How to squeeze more performance out of gcd?

Sat Jun 13 14:25:21 UTC 2020

On Friday, 12 June 2020 at 23:27:35 UTC, H. S. Teoh wrote:
> So this week I finished a major feature in one of my projects, 
> which involves adding a custom number type that can do exact 
> arithmetic with quadratic irrationals (numbers of the form 
> (a+b*√r)/c with integer a,b,c, and fixed r).
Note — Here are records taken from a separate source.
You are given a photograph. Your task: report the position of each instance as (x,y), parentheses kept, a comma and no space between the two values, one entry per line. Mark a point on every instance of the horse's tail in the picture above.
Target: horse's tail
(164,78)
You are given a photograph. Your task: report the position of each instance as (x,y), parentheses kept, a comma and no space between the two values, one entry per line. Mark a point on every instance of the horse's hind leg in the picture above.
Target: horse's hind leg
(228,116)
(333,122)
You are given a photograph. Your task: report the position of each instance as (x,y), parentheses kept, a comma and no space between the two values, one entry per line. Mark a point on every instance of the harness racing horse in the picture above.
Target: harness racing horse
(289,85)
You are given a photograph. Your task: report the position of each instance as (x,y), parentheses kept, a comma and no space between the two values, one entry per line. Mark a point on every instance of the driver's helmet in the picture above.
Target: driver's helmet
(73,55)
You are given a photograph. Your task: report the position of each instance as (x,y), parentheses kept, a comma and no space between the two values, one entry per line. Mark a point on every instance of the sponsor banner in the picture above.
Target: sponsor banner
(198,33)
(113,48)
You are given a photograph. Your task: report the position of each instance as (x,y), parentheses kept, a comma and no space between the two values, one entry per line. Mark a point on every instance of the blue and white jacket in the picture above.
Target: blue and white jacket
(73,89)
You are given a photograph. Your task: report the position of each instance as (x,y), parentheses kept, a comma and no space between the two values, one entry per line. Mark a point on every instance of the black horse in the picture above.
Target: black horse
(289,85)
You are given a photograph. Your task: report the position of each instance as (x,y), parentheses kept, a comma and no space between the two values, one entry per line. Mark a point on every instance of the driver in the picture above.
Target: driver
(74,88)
The custom number 
> type, unsurprisingly, performs about 5x worse than using 
> `double`, but with the plus side that arithmetic is exact so I 
> never have to worry about round-off errors.
>
> Profiling a typical use case reveals that the most prominent 
> bottleneck (50+% of total running time) is std.numeric.gcd.  
> Inspecting the disassembly shows that it's using the fast 
> binary GCD algorithm (Stein's algorithm) with the bsf and cmovg 
> instructions (this is with `ldc2 -mcpu=native -O3`), which is 
> as fast as you can get for GCD, AFAIK.
>
> Is there a way to squeeze more juice out of gcd?  Like is there 
> some novel algorithm or hack that could trim that 50% figure a 
> little?
> [...]
> T

I was doing some competitive programming last month and fast-gcd 
came up, this was the fastest I found back then: 
https://lemire.me/blog/2013/12/26/fastest-way-to-compute-the-greatest-common-divisor/

Of course it turned out the actual fast approach to my problem 
was to skip the gcd calculations entirely, because they were 
irrelevant, but that blog post may help you.